Everyone wants to be paid what they are worth, even more, if you can get away with it. 🙂 Most people do not put money as the top priority when choosing a job but paying you what you are worth proves that the company values your contributions. Being valued at work is a top priority. But the trickier question is determining what you are worth. There are several factors to take into account.
You aren’t just going to jump into a job right out of college and start earning $100 grand a year. That’s just not the way it works. At this point, you don’t have $100 grand worth of value to offer a company. Even if you think you do, do you have the proof? This is not to say you should be working for minimum wage as an engineer. It is simply important that you have reasonable expectations.
Where you are located in the country will play a big role in your salary. If you are in a smaller town, you may be getting paid less than if you were in a metropolitan area. This is not because you are worth less not at all! It is simply because the cost of living is less in smaller towns, so salaries are adjusted accordingly. The same goes for if you are looking for work in a high demand city.
You can have many years of experience in a field but if you have no accomplishments you may not be seeing a raise. This can become a big red flag because it can make you appear complacent and unmotivated. When you ask for that raise, make sure you can back it up with proof of how you have saved or made the company money.
Be one step ahead
Prior to extending any kind of offer, most companies will do a background check on you. These checks include your credit and criminal history. Clark.com recommends checking these out beforehand so you know whats on them. If you have terrible credit it can hurt your credibility. Clear up anything that could hold you back from that great paying job.

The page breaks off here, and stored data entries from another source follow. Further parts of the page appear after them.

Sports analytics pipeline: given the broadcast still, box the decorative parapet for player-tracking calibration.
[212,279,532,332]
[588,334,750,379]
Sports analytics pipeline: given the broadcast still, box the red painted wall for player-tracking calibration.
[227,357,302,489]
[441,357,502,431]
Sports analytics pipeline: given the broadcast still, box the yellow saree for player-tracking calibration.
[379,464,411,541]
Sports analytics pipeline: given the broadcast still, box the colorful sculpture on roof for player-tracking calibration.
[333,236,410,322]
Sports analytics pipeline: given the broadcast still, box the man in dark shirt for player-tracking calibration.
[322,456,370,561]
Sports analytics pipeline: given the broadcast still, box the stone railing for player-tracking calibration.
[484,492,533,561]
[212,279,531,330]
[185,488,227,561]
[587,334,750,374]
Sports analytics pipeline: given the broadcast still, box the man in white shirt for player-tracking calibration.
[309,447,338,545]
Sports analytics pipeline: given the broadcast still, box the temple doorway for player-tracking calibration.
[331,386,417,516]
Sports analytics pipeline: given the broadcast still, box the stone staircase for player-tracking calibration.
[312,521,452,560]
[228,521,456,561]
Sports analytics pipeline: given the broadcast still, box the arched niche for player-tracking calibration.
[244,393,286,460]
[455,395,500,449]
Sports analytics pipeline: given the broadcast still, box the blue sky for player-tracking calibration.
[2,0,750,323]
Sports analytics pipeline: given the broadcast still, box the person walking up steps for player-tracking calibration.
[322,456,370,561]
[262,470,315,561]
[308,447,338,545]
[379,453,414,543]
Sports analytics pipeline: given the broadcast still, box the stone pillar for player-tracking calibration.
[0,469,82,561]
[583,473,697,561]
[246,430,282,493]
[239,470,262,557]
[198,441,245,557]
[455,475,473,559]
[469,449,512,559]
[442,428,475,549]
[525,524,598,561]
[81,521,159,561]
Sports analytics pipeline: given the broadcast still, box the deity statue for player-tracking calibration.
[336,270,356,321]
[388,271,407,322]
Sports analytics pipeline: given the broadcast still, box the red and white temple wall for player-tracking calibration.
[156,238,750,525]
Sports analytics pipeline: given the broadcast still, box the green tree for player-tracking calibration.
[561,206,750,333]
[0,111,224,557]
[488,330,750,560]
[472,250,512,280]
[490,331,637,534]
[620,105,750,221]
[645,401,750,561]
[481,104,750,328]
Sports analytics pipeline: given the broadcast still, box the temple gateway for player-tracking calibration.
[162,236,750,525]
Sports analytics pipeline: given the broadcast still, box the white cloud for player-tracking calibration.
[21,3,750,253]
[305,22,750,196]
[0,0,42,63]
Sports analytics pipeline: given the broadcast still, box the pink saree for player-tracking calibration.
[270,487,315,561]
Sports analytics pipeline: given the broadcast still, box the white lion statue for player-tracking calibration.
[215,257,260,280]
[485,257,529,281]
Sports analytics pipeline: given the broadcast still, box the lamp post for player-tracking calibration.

Companies want to get the best labor for the lowest cost. It’s the same as you wanting to get the best deal at the store. This is the biggest reason to negotiate your salary. There are many factors that come into play with the negotiations process.
What is your worth?
You will need to actually know what you are worth before you can negotiate. You will want to look at salary.com or payscale.com to determine this. Both will take in many factors, such as education, location, industry, and years of experience. From there you will have a realistic starting point. This will also allow you to see if you are being currently underpaid as well.
The art of the negotiations
Even if you have earned the company booku bucks and have a Ph.D., the company won’t pay you more because you are so great. You still need to advocate for yourself. However, you need to keep in mind that good hiring managers are not simply looking for cheap labor. They are fully aware that you get what you pay for in employees so don’t be afraid to negotiate.
Having a backup plan
Sometimes, you don’t have a work backup plan. If you are the breadwinner for your family and unemployed with no savings, this may not be the time for negotiations you just need a job. However, once you have a job you can start keeping your eye out for additional opportunities since you have the safety net of a backup plan ie. a current job. Just like with car shopping, you need to know you have the freedom to walk away. This will help your confidence as it puts the ball in your court.
Don’t disclose too much….
Clark.com suggests putting competitive or negotiable when it comes to salary. This is a very good idea, and you are not being vague or difficult by doing so. Many hiring managers will ask you for your most recently salary information. Frankly, your salary history is none of their business and it isn’t relevant either. Providing salary documentation could prevent you from getting paid what you are worth, especially if you are underpaid at your current position. It also decreases your bargaining chips which you don’t want to do. If the hiring manager insists on knowing your most recent salary that’s a red flag and you may want to cut your losses with this company.
If you get your top number hey that is icing on the cake! But, you probably aren’t expecting that, so have a few options up your sleeve. Forbes has some excellent tips to go about this. It doesn’t have to be just money either. Don’t be afraid to change up the title a bit as well to benefit you in the long run. Know the lowest you are willing to accept as well during the bargaining process.
Trying to negotiate pay can be a terrifying process! You’re thinking what if I don’t get the job, they fire me, or I don’t get that promotion! It is important to address these fears and remedy them to effectively negotiate your pay. Do your research, spruce up your resume, have a backup plan, and some competition for what you offer. If the company pays you what you are worth, then they value you plain and simple. If not, don’t shed any tears and move on.